Read the destruction log

python
from horizon.audit import DestructionLog

dl = DestructionLog("/var/lib/horizon/destruction.jsonl")
for entry in dl.read_all():
    print(
        f"{entry['destroyed_at']}  operator={entry['operator']}  "
        f"count={entry['count']}  seq={entry['first_sequence']}..{entry['last_sequence']}"
    )

Archive sink

The archive is a separate SQLiteSink file that accepts write(event) calls. Sequences and hashes are preserved as they were in the source, so the archive is itself chain-verifiable.

For true cold storage, copy the archive file onto an S3 bucket with Object Lock after each run. The live archive sink is a convenient staging area.

Legal holds over time

Holds are policy data, not archive data. Compose them in code, a config file, or a compliance database. A hold does not block read access: audit replays and reports still include held events; only destruction skips them.

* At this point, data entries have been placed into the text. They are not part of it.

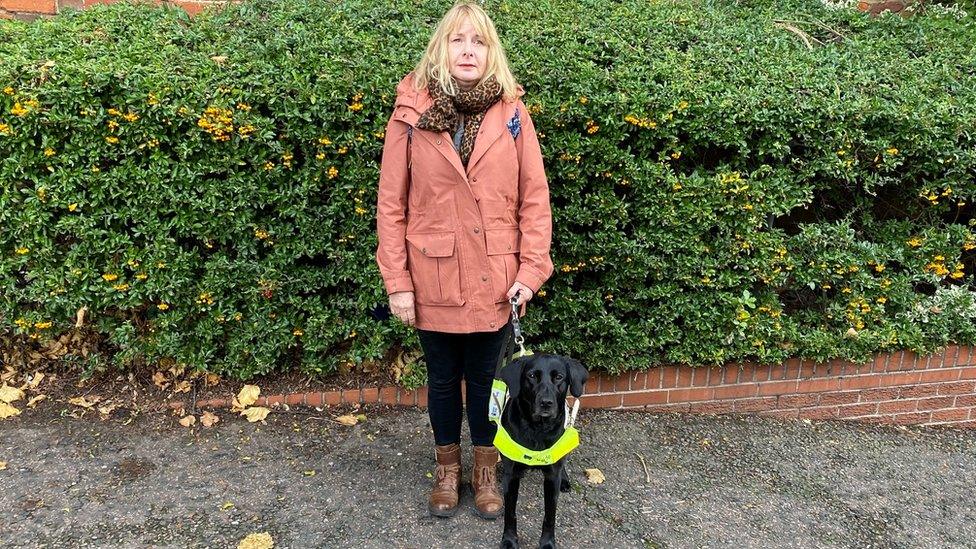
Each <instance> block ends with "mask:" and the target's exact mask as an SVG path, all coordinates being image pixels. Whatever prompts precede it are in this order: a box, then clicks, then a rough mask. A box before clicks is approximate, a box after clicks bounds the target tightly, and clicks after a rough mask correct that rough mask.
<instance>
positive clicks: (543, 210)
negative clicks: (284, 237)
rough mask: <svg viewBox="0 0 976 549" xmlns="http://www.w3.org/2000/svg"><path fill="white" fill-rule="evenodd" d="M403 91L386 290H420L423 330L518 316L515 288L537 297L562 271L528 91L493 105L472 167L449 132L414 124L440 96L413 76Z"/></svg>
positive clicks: (380, 197) (473, 159) (419, 294)
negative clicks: (555, 241) (423, 113)
mask: <svg viewBox="0 0 976 549" xmlns="http://www.w3.org/2000/svg"><path fill="white" fill-rule="evenodd" d="M396 91H397V98H396V103H395V105H394V109H393V115H392V116H391V117H390V121H389V123H388V124H387V126H386V138H385V143H384V146H383V159H382V165H381V168H380V181H379V190H378V193H377V194H378V196H377V208H376V231H377V236H378V241H379V245H378V247H377V249H376V262H377V264H378V266H379V271H380V274H381V276H382V277H383V283H384V285H385V287H386V291H387V294H392V293H394V292H401V291H412V292H414V303H415V307H416V309H415V313H416V323H415V326H416V327H417V328H419V329H423V330H433V331H439V332H449V333H470V332H487V331H496V330H498V329H500V328H501V327H502V326H504V325H505V323H506V322H507V321H508V318H509V316H510V315H511V311H512V308H511V305H510V304H509V303H508V297H507V295H506V294H507V292H508V290H509V288H511V287H512V285H513V284H514V283H515V282H516V281H518V282H521V283H522V284H525V285H526V286H528V287H529V288H530V289H531V290H532V292H533V294H534V293H536V292H538V291H539V288H540V287H541V286H542V285H543V284H544V283H545V281H546V280H547V279H548V278H549V277H550V276H551V275H552V272H553V266H552V260H551V259H550V257H549V248H550V243H551V240H552V212H551V210H550V206H549V186H548V184H547V182H546V174H545V170H544V168H543V164H542V151H541V149H540V147H539V141H538V138H537V137H536V133H535V127H534V126H533V124H532V119H531V118H530V116H529V112H528V110H527V109H526V108H525V105H524V104H523V103H522V100H521V96H522V95H523V94H524V92H523V90H522V88H521V87H519V89H518V96H519V97H518V98H517V99H516V100H515V101H513V102H506V101H505V100H504V99H502V100H499V101H498V102H496V103H495V104H494V105H492V106H491V107H489V108H488V111H487V112H486V113H485V117H484V120H483V121H482V123H481V127H480V129H479V131H478V135H477V137H476V139H475V144H474V149H473V150H472V152H471V158H470V160H469V161H468V166H467V169H465V167H464V165H463V164H462V163H461V157H460V156H459V155H458V153H457V151H456V150H455V149H454V145H453V141H452V138H451V135H450V134H449V133H448V132H433V131H427V130H421V129H418V128H416V127H415V126H416V123H417V120H418V119H419V118H420V115H421V114H422V113H423V112H424V111H425V110H427V108H429V107H430V106H431V104H432V103H433V100H432V99H431V97H430V94H429V93H428V92H427V90H422V91H416V90H414V88H413V73H410V74H408V75H407V76H406V77H404V78H403V80H401V81H400V83H399V85H398V86H397V89H396ZM408 134H409V140H408ZM408 141H409V145H410V146H409V151H408ZM520 309H521V310H520V311H519V316H522V315H524V314H525V305H524V304H523V306H522V307H521V308H520Z"/></svg>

When a hold lifts, the next enforcement run picks those events up. The destruction_log records them with the lift date baked into the run’s reason field.

What this does not do

  • Encrypt archive contents. Do that at the filesystem / object-store level (S3-managed KMS, per-row envelope encryption, or GPG before upload).
  • Compress archive. The sink is row-storage; if storage is a concern, compress the archive file before uploading to cold storage.
  • Track who read what. Audit-log reads are out of scope. If read-side auditing matters, wrap SQLiteSink.read_range in an access-logging proxy.
  • Auto-destroy. By design: destruction is always explicit. The CLI prints a summary before writing, and --dry-run is supported.